Several people have asked...why was there little or no frost this morning, even though we had the coolest temps of the year so far? The answer: low humidity.

Our dew points have been very, very low. (Remember what dew point is? The temperature to which you have to cool the air down to get saturation. Below 32F we really should call it "frost point" but we never do). The dewpoints this morning were in the single digits and even below 0F for most of the region. So you would have to cool the air down that low to get frost...and we didn't. So the temperature remained well above the dewpoint and we didn't see any frost or fog. Here are the current observations....same story tonight...LOW dewpoints

That is good thing. We had lots of frost on Saturday morning and slippery roads and accidents were everywhere.
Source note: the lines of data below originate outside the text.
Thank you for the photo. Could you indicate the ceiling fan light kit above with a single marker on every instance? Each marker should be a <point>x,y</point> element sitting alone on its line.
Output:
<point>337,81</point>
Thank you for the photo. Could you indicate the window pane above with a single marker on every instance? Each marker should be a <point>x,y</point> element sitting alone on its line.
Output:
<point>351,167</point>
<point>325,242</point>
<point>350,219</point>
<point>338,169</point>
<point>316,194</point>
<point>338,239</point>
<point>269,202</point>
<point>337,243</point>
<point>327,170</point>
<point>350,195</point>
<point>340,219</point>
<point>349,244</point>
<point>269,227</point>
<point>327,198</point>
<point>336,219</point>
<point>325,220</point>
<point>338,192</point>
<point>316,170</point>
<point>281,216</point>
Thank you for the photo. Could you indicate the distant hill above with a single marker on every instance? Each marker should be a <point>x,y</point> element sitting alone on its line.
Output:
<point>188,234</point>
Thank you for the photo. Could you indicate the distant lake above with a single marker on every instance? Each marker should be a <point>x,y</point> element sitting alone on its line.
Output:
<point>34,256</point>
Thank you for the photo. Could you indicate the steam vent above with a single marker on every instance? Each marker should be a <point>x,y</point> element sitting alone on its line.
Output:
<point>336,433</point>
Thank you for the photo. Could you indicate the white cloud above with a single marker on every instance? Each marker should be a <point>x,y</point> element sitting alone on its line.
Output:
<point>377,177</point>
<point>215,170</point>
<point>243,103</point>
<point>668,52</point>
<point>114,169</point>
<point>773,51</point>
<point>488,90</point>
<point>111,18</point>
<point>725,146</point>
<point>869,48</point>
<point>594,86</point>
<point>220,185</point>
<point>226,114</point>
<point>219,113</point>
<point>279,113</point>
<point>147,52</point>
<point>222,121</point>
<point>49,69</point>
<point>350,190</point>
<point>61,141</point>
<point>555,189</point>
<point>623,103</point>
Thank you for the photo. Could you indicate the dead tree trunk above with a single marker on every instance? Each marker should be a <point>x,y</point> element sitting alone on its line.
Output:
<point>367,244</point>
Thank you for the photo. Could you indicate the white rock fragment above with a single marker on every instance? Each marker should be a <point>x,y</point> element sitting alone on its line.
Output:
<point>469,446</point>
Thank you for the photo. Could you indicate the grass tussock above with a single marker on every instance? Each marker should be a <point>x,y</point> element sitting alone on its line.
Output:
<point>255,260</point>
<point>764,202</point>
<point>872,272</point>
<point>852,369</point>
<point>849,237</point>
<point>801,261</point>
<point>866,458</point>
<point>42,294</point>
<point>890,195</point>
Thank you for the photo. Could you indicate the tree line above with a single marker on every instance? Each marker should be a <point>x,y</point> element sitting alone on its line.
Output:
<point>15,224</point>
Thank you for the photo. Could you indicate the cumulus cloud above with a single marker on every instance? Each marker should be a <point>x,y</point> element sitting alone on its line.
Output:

I almost spun out myself. One woman was killed. Never forget, roadway icing is the number one weather killer in our area. More than floods, more than windstorms. I put a whole section on this in my book for a reason. I have also created a web page just on this topic (sponsored by Washington DOT):

http://www.atmos.washington.edu/~cliff/Roadway3.html


Most of the time such accidents can be avoided by driving slower. And make sure you have decent tires and get Vehicle Stability Control on your new or used car if you can afford it. Remember: the road temps on clear nights can be colder by 2-5F than what you see on your car thermometer, the official weather reports (which are for locations about 6 feet above the surface), and certainly the often inaccurate bank thermometer. And bridges ice up soon because they don't get the heat conducted from the soil.

Air quality is still quite good, but it may decline in time. A good place to check on it is the web site of the Puget Sound Clean Air Agency (http://www.pscleanair.org/)

Finally, some of your have noted that PROBCAST is going 7F for Seattle tomorrow. Probcast is wrong, trust me. And I know why...we are using an early version of our current computer models to drive it and it is not dealing with this cold period correctly. As soon as I can secure funding for new computers I will upgrade the whole system--so don't trust the low temperatures. Probcast is an experimental system.

Finally, what about snow? Well, to get snow in our area you need cold and wet and it is very hard to get both together. Well, we have cold now...all we need is wet. The big snow threats are moving into and out of cold periods. We got in without much, but what about the exit period? Thursday could have some scattered snow showers, but the real threat is over the weekend as we transition to a warmer, wetter regime...more on that tomorrow.